だけど、今、目の前で拒絶を恐れている彼はそんな私を受け入れて信じてくれた最初の人。
だから、今なら判るのだ。
彼があの時どんな気持ちだったか。
彼も私があの時どんな気持ちだったか判っていたのだろう。
拒絶は酷い孤独と悲哀を呼ぶ。
それを理解していた彼だから受け止めてくれたのだ。
彼はきっと幾度もその姿を拒絶されてきたのだろうという事が震える声と身体で理解できていた。
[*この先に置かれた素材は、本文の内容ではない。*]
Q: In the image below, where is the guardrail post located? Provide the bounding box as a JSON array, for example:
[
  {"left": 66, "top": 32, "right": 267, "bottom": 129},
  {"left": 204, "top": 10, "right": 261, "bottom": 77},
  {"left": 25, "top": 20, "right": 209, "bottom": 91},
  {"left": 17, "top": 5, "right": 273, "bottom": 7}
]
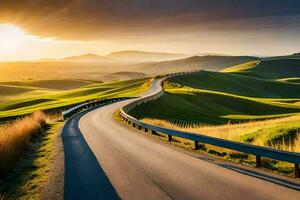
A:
[
  {"left": 256, "top": 156, "right": 261, "bottom": 167},
  {"left": 295, "top": 163, "right": 300, "bottom": 178},
  {"left": 168, "top": 135, "right": 172, "bottom": 142},
  {"left": 195, "top": 141, "right": 200, "bottom": 150}
]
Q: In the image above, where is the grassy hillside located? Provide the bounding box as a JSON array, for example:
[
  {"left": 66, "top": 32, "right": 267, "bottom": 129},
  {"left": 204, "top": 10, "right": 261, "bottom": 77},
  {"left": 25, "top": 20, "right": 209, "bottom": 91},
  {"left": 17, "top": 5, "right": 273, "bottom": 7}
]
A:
[
  {"left": 0, "top": 78, "right": 149, "bottom": 121},
  {"left": 131, "top": 80, "right": 300, "bottom": 124},
  {"left": 223, "top": 57, "right": 300, "bottom": 79},
  {"left": 131, "top": 58, "right": 300, "bottom": 154},
  {"left": 169, "top": 71, "right": 300, "bottom": 98},
  {"left": 135, "top": 56, "right": 258, "bottom": 74},
  {"left": 0, "top": 79, "right": 94, "bottom": 90},
  {"left": 0, "top": 80, "right": 95, "bottom": 103}
]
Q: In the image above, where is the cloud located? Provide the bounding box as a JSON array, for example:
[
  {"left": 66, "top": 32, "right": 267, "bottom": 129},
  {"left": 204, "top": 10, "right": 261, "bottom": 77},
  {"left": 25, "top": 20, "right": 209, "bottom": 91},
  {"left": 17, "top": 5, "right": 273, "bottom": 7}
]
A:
[{"left": 0, "top": 0, "right": 300, "bottom": 40}]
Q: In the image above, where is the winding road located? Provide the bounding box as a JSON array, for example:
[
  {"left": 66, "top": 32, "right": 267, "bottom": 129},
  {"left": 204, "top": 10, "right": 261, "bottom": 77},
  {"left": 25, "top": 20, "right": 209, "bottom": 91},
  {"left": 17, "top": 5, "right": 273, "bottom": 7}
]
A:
[{"left": 62, "top": 77, "right": 300, "bottom": 200}]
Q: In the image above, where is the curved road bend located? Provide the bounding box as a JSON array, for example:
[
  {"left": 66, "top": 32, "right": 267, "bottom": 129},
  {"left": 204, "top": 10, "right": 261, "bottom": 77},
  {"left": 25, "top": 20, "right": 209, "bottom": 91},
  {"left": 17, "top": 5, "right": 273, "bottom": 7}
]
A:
[{"left": 64, "top": 78, "right": 300, "bottom": 200}]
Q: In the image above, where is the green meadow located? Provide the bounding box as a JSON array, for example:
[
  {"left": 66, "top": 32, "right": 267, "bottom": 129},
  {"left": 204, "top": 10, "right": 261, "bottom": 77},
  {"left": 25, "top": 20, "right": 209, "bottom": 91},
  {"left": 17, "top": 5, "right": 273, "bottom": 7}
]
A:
[
  {"left": 131, "top": 58, "right": 300, "bottom": 155},
  {"left": 0, "top": 78, "right": 149, "bottom": 121}
]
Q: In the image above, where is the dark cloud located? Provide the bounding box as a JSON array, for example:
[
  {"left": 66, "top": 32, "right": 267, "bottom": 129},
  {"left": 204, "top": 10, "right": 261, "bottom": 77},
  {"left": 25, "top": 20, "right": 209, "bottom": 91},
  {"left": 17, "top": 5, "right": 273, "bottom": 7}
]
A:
[{"left": 0, "top": 0, "right": 300, "bottom": 39}]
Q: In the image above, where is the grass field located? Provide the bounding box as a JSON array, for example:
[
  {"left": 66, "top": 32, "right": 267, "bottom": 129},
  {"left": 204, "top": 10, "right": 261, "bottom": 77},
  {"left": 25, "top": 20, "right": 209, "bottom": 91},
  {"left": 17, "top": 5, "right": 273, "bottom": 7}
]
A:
[
  {"left": 0, "top": 78, "right": 150, "bottom": 121},
  {"left": 131, "top": 59, "right": 300, "bottom": 154}
]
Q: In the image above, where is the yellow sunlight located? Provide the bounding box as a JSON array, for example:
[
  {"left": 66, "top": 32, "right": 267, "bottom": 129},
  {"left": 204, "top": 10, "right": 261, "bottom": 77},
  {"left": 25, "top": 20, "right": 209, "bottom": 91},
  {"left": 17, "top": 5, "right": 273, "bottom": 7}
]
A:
[{"left": 0, "top": 24, "right": 27, "bottom": 53}]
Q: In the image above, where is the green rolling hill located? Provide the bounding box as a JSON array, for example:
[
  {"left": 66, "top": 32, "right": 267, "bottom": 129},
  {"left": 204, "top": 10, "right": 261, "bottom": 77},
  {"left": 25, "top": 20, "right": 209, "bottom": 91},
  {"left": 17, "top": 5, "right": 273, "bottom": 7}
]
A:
[{"left": 131, "top": 59, "right": 300, "bottom": 124}]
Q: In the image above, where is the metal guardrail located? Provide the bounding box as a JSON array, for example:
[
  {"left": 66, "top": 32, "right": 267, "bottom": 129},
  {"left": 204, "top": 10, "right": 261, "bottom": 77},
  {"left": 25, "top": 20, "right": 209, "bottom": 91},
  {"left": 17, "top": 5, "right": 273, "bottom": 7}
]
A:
[
  {"left": 62, "top": 97, "right": 130, "bottom": 120},
  {"left": 120, "top": 73, "right": 300, "bottom": 178}
]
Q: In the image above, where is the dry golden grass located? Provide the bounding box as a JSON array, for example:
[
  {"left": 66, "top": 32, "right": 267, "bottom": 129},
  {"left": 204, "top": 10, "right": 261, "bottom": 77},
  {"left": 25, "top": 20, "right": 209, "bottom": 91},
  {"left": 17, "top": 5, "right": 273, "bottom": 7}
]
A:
[
  {"left": 142, "top": 115, "right": 300, "bottom": 152},
  {"left": 0, "top": 111, "right": 46, "bottom": 176}
]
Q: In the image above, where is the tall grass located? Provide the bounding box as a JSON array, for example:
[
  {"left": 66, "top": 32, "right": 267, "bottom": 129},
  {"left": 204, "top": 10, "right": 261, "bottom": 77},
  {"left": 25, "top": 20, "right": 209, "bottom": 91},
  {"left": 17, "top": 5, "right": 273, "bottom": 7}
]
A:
[
  {"left": 143, "top": 115, "right": 300, "bottom": 152},
  {"left": 0, "top": 111, "right": 46, "bottom": 176}
]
「そう、です。・・・私がクルースニクと呼ばれる所以があれですから」
「怖かったのね。拒絶が。でも・・・私は、拒絶なんかしないよ」

静かに、でも、確かに聞こえるようにはっきりと紡いだ言葉にアベルの震えがぴたりと止まる。
まだ身体は強張っているけれどそれでも震えは確かに止まっていた。
私はアベルの背に回していた手を解き、彼の頬を両の手で挟んだ。

「だって、アベルは私を受け入れてくれた最初の人だもの。そんな優しい人を拒絶なんかする理由がないわ」
「でも、私は・・・っ!」
「人と違う容姿になるのが何?それになる理由は人を助けたいから。ならば疎む理由はないわ。それにアベルはアベルだもの」

諭すように優しく語り掛ければ彼は何か溢れる想いを噛み締める様に顔を崩した。
でも、それを視界に入れたのは一瞬で私は再び彼の胸の中にいた。

・・・っ!」

涙を流すの事が出来ずに居る彼を私も力強く抱きしめる。
切ないぐらいの温もりがじんと染み渡ると涙腺が緩んでしまったのか透明な雫がすっと頬に流れた。

「あはっ・・・私が泣いてどうするんだろう・・・」

切なくて狂おしい程に愛おしく想えて気づけば涙が流れていたのだ。
それを見たアベルは私を見て愛おしそうに微笑んでその涙に口付ける。
その一滴すら大切で愛おしいと言わんばかりに。
恋慕などの感情ではなく、ただ、慈しみ愛す絆だけが私達を包みゆく。

「ありがとう、ございます・・・」

紡がれた言葉に私はまた涙を零し、微笑んだ。
私も同じ想いであると伝えるが如く。



受け入れられるとは何という幸福か。